United States legislation protecting U.S. networks and supply chains

The Secure Equipment Act of 2021 (Pub.L.117-55, H.R.3919, 135 Stat. 423) is a U.S. federal statute enacted by the 117th United States Congress and signed into law by President Joe Biden on November 11, 2021. This law requires the U.S. Federal Communications Commission (FCC) to issue rules stating that it will no longer review or approve any authorization application for equipment that poses an unacceptable risk to national security.

==Background and provisions==
In March 2021, the FCC identified five Chinese companies as threats to national security under the Secure and Trusted Communications Networks Act of 2019 to protect U.S. communications networks. The companies included Huawei, ZTE, Hytera Communications, Hangzhou Hikvision Digital Technology, and Zhejiang Dahua Technology.

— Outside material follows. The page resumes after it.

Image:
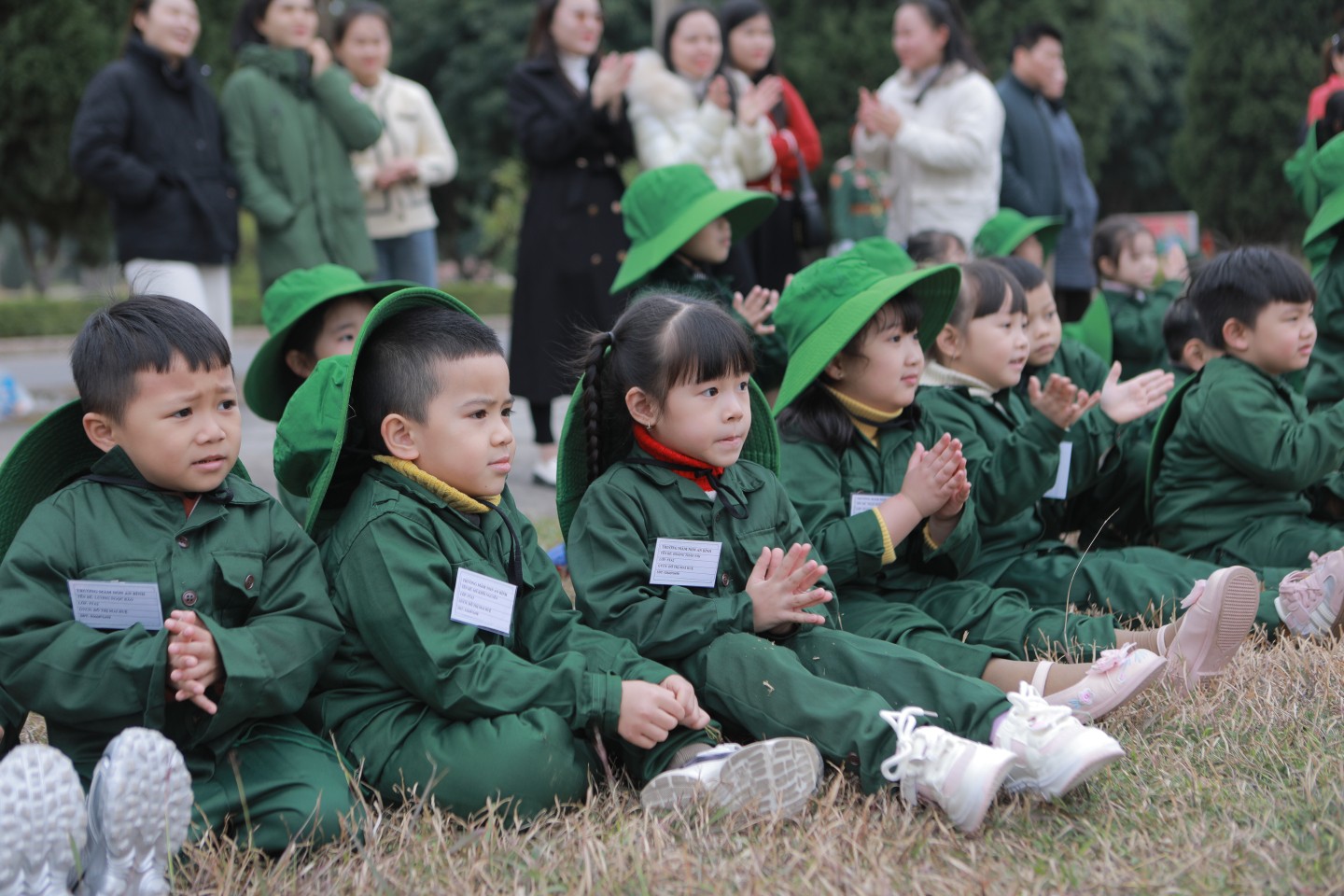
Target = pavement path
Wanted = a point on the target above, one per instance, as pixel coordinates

In June 2021, the FCC issued new rules which would prohibit all future authorizations of telecommunications and video surveillance equipment from the five companies due to “an unacceptable risk” to U.S. national security. FCC Commissioner Brendan Carr stated that since 2018, the FCC had approved over 3,000 applications from Huawei. He said the Secure Equipment Act would "help to ensure that insecure gear from companies like Huawei and ZTE can no longer be inserted into America's communications networks."

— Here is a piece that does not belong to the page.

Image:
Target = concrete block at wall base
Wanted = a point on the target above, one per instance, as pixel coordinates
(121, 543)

The law, codified in 47 U.S. Code § 1601, mandates that the FCC establish rules that “clarify” that FCC will “no longer review or approve” authorizations for any equipment on the FCC's list of "covered communications equipment or services" deemed to pose a security risk. This list focuses on equipment identified as a threat to national security or the safety of U.S. citizens.

==Procedural history==

H.R.3919 was introduced into the U.S. House of Representatives on June 15, 2021, by Rep. Steve Scalise (R-LA) with 22 cosponsors.

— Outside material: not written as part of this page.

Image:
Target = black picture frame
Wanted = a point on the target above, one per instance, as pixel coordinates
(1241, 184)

On October 19, 2021, the House considered the bill under suspension of the rules, requiring a two-thirds majority. It passed 420–4 on October 20, 2021.

The U.S. Senate passed the bill without amendments by unanimous consent on October 28, 2021.

The bill was presented to President Biden on November 3, 2021, and signed into law on November 11, 2021.
==Impact==

The Secure Equipment Act is viewed as blocking Chinese telecommunications firms like Huawei and ZTE from obtaining new equipment licenses from the U.S. government.

To implement the law, on November 25, 2022, the FCC finalized rules banning the approval of new telecommunications equipment from Huawei, ZTE, Dahua Technology, Hikvision, and Hytera Communications, citing unacceptable risks to U.S. national security.